Glad you enjoyed them. I also received an email with kudos, so there's hope for me in an ad agency or in comedy-writing should the IT industry tank again. If only I'd won the 1st movie threat contest, I would already be in Hollywood with an agent. ;-)

There's little I find more enjoyable than laughing at myself, our society, or at the rich and powerful.

gregMay 2, 2007 6:45 AM

The other side of the coin is, how much security do we want at the games? I mean really, how far are we going to go?

etagJuly 16, 2008 3:24 AM

This is a form of modern day bribery that's quite widely accepted in this area of business.

Most people and companies in this day and age would find it quite surprising that it's so blatant actually.

Having worked on a number of games now, unfortunately that's the way it is.

I've experienced it first hand when they ask to either sponsor or buy a corporate box.

Of course they don't ask you up front but if the intentions are there, they will put it under consideration.

For London, it will either be Sony, Panasonic or even Chubb / ADT.

For such companies, association with the brand far outweighs any negatives...

passionate postgradJanuary 22, 2009 6:06 AM

So i am writing my dissertation on the suitability of sponsors for 2012 such as MCD's and Cadbury's etc. I feel quite strongly about the choices made and in line with security approach i think that it is slightly bizarre for non-technical companies to take on this security role?! I am hoping my thesis will open the public and LOCOG's eyes to the dynamics and ethical issues present in the Olympics nowadays. Where has the ideal of sponsors that coincide with the Olympic ideals and morale gone? Oh and if anyone wants to sponsor me for my dissertation that would be great....ha!

KDMarch 23, 2009 3:51 AM

Please support:

http://petitions.number10.gov.uk/Airsec/

We the undersigned petition the Prime Minister to This petition
requests that an end be put to the outsourcing of airport
security to private companies and the formation and deployment
of a new government managed and operated organisation to
execute all security duties at UK airports in the future.
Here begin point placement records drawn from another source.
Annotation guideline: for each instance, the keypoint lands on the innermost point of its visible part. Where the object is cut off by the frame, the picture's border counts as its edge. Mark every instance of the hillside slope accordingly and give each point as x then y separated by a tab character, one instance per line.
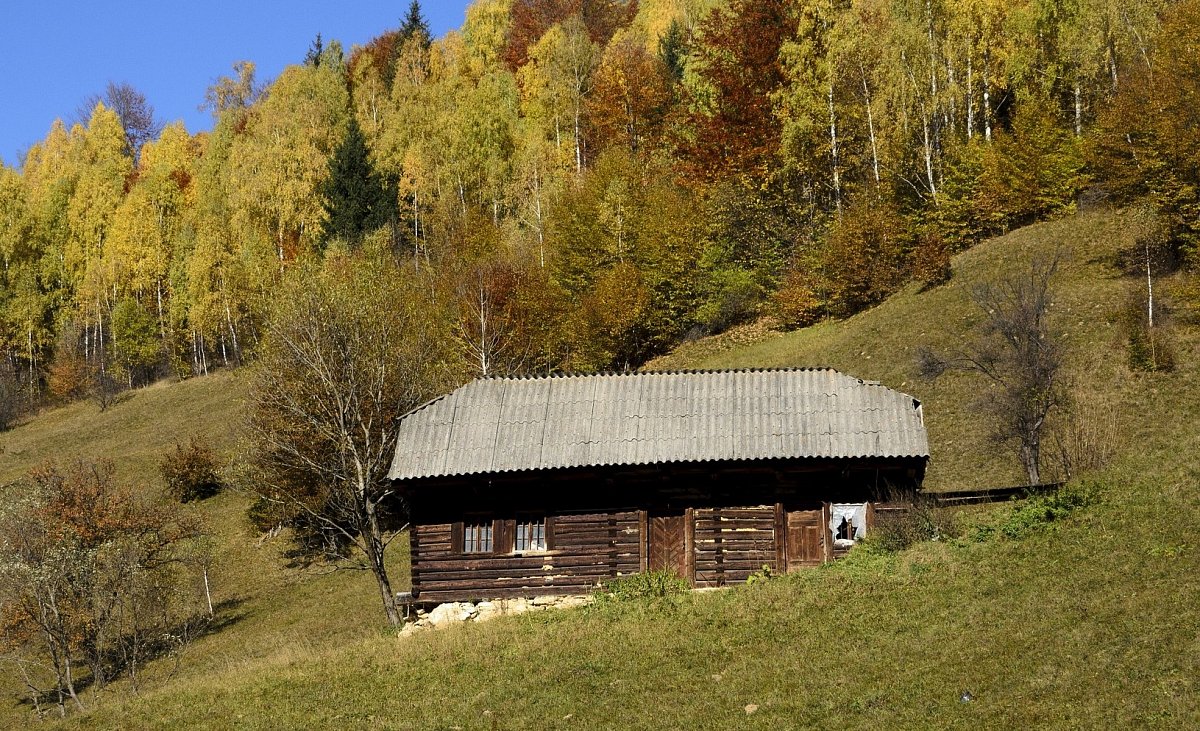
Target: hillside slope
881	343
1086	623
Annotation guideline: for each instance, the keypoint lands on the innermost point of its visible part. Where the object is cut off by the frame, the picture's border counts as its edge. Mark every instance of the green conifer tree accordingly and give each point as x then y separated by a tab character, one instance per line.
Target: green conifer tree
415	27
358	199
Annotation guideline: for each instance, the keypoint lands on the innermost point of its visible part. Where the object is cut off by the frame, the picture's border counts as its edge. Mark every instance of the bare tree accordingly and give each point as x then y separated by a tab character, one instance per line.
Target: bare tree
131	107
348	351
91	579
1019	354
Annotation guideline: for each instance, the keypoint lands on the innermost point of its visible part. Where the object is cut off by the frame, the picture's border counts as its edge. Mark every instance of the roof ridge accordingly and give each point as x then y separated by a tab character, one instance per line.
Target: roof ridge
667	372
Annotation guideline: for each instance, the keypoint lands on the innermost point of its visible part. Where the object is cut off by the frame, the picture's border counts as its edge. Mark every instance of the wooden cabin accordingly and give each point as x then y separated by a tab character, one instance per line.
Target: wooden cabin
535	486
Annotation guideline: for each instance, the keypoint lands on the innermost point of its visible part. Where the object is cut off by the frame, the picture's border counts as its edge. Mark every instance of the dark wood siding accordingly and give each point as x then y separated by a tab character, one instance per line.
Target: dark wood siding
733	543
587	549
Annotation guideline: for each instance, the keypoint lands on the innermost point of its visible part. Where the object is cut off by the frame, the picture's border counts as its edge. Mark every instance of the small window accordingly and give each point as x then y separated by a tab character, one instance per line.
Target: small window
477	538
531	535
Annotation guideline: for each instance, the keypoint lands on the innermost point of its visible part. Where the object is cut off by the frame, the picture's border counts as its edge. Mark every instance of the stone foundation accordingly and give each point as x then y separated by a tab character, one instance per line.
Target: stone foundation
455	612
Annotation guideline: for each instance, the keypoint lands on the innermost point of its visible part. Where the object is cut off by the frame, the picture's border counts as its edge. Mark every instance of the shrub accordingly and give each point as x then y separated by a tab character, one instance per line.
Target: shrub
1038	513
192	472
898	529
642	587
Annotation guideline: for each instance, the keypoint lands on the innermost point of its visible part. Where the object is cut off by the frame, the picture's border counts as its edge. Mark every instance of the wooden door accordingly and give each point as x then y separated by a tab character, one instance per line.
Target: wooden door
805	538
667	547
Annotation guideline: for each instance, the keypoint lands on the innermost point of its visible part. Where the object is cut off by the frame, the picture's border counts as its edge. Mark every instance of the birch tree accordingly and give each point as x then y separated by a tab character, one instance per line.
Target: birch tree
348	349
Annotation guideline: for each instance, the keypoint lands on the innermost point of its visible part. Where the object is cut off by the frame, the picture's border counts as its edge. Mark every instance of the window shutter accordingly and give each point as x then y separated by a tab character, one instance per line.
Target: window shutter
456	543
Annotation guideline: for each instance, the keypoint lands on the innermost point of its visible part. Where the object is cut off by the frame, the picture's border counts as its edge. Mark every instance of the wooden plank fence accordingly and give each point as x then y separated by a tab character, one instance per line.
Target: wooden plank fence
990	495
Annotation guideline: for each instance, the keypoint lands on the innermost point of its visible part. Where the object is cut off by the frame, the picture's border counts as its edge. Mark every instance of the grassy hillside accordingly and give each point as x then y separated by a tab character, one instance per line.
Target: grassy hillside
1092	622
881	343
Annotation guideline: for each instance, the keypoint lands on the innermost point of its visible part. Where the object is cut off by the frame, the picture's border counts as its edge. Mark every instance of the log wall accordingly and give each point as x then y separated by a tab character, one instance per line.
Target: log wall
724	546
733	543
587	550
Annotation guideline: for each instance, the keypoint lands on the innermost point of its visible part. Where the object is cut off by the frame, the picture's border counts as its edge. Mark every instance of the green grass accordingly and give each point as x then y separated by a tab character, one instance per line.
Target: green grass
1091	621
881	343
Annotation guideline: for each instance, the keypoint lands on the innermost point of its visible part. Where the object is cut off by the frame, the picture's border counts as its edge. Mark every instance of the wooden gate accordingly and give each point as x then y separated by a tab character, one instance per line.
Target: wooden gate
805	538
667	550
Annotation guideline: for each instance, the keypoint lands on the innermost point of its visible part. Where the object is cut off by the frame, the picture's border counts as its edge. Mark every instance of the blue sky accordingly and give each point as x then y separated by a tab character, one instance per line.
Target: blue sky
59	52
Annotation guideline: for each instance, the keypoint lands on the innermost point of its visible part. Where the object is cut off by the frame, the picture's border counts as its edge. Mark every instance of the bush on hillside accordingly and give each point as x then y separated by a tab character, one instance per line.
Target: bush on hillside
642	587
899	529
1038	513
191	472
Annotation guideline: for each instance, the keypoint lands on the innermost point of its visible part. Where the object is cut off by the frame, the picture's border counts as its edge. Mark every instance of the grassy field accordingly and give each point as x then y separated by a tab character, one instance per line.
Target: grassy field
1091	622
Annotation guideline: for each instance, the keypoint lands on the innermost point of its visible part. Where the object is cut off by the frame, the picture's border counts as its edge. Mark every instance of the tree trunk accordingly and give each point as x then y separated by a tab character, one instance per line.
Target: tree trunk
833	148
372	540
870	124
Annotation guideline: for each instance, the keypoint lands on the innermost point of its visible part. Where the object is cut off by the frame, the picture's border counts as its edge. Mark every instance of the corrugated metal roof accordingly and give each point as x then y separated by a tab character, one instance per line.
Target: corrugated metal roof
517	424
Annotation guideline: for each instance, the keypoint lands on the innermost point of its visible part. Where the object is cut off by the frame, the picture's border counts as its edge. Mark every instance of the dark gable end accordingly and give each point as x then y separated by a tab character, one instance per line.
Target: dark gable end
501	425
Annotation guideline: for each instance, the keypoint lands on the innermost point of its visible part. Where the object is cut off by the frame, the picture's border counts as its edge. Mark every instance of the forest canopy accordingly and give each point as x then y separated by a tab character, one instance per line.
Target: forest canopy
580	184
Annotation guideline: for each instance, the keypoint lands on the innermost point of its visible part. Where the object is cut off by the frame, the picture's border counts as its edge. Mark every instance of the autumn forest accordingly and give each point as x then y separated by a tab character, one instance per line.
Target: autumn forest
583	184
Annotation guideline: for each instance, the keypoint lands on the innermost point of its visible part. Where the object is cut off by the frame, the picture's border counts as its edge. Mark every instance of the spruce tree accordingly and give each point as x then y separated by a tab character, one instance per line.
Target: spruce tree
357	198
415	27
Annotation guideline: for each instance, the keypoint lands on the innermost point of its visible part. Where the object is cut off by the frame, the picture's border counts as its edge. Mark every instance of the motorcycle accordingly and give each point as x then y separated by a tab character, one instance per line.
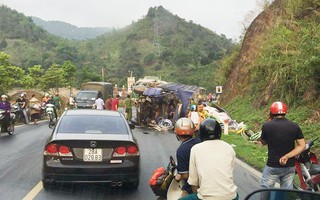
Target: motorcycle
43	110
163	183
307	170
19	113
11	123
50	112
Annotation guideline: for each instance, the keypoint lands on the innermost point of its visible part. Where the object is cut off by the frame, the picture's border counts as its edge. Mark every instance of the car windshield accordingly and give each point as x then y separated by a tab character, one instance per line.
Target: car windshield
86	96
92	124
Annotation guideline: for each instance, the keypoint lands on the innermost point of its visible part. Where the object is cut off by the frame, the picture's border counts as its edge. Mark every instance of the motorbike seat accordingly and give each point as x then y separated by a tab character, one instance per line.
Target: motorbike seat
314	169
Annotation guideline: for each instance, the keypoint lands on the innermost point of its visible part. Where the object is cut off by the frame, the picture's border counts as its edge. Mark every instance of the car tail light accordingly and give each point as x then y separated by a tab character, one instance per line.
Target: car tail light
51	149
64	151
133	150
120	151
57	150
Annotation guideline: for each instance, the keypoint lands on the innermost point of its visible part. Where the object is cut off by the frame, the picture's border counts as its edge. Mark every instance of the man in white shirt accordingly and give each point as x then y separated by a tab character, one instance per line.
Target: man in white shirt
99	103
211	166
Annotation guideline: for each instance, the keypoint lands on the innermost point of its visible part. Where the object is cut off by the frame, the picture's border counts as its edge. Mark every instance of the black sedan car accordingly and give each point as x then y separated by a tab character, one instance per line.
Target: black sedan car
91	146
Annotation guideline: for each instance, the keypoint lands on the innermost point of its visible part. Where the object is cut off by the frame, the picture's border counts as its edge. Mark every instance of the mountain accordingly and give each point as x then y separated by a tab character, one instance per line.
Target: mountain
279	56
160	44
69	31
28	44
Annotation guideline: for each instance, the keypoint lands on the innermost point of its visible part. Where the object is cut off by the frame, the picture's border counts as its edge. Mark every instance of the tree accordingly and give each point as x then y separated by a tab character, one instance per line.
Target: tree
3	44
34	76
11	76
53	78
69	70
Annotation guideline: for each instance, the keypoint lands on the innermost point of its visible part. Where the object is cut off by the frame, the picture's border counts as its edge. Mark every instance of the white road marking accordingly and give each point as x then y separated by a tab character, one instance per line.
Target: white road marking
33	193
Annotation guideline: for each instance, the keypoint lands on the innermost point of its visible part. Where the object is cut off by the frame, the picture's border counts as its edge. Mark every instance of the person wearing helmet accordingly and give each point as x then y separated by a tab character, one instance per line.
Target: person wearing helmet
5	105
22	103
46	98
184	129
280	134
212	164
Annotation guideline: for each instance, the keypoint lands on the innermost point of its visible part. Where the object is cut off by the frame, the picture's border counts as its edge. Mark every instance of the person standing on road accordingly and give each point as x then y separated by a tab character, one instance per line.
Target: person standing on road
115	103
184	129
99	103
211	166
57	102
35	108
128	107
5	105
108	103
22	103
71	102
280	134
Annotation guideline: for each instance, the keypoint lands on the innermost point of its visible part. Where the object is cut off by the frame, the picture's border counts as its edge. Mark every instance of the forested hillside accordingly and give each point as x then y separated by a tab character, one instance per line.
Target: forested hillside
70	31
278	60
280	55
159	44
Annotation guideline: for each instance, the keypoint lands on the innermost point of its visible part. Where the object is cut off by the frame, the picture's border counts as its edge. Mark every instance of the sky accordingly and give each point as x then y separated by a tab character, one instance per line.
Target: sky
221	16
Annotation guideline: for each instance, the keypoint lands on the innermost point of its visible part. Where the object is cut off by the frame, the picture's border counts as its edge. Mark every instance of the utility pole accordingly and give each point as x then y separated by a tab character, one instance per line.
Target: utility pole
156	40
102	74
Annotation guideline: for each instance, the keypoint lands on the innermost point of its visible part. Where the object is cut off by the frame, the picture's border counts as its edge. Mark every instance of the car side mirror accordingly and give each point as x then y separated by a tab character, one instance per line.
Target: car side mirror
283	194
52	124
132	126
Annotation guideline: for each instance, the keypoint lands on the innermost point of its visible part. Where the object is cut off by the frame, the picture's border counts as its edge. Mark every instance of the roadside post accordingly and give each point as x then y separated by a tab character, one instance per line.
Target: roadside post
226	126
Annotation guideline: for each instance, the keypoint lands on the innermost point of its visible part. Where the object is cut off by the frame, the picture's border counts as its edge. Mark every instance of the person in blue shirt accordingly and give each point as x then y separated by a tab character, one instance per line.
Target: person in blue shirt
5	105
184	129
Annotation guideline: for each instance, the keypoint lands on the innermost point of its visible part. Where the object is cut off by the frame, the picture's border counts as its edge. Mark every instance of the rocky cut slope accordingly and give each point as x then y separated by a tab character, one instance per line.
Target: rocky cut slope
279	57
238	79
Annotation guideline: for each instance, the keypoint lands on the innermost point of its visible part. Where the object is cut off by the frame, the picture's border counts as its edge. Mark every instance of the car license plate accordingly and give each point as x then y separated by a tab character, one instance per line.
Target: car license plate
92	155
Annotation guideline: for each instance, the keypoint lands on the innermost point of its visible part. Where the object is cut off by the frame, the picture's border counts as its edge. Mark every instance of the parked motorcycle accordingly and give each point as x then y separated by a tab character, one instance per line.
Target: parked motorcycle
10	127
50	112
43	110
307	170
163	183
19	113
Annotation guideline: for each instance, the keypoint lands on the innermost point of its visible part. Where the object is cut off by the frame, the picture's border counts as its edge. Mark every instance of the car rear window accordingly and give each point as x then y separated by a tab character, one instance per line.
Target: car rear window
93	124
86	96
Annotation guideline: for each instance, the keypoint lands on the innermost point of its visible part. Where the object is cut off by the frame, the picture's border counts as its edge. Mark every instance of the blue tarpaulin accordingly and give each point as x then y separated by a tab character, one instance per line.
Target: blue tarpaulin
184	96
152	91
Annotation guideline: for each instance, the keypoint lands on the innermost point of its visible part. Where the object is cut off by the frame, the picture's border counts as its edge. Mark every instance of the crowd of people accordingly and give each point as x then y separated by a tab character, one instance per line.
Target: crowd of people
206	163
31	108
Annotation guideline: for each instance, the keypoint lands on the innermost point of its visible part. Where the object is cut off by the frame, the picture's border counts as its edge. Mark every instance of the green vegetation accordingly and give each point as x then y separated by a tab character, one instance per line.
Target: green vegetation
287	68
172	47
289	56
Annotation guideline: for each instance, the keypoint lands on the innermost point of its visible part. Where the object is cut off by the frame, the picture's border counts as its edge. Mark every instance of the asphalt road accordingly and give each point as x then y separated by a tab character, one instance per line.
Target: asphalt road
21	159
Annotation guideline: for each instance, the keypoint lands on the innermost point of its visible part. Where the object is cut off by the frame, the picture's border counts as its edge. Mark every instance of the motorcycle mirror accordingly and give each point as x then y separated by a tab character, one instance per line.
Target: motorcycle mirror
172	161
52	124
284	194
132	126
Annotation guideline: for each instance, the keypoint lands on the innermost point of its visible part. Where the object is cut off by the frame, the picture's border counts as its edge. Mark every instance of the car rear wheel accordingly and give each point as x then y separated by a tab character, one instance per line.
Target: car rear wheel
131	185
48	185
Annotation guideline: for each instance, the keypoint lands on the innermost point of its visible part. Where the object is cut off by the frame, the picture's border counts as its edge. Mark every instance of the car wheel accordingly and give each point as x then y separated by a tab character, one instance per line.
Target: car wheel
11	129
48	185
132	185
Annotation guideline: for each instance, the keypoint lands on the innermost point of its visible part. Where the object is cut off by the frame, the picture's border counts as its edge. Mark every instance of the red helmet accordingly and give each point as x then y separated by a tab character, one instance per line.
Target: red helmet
184	126
278	108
Following serious failings within our Airports since and
including the attacks of 9/11,7/7 and the attack on Glasgow
Airport.The UK government should remove private security firms
from our airports.Standards are being compromised in an attempt
to win contracts and profit from the industry. This compromise
is unacceptable in particular in the run up to, during and the
breakdown of the 2012 Olympic Games. There have been many
examples of serious security failings within our airports as
was displayed in an undercover investigation by ITV1's Tonight
with Trevor McDonald found claimed "shocking failures" at
Birmingham International Airport, including security officers
sleeping while on duty and inadequate passenger searches.Only
recently George Thomas boarded a plane at Bristol International
Airport with a pocket full of Shotgun Cartridges. This petition
requests that an end be put to the outsourcing of airport
security to private companies and the formation and deployment
of a new government managed and operated organisation to
execute all security duties at UK airports in the future. It is
time to wake up, in the interest of National Security.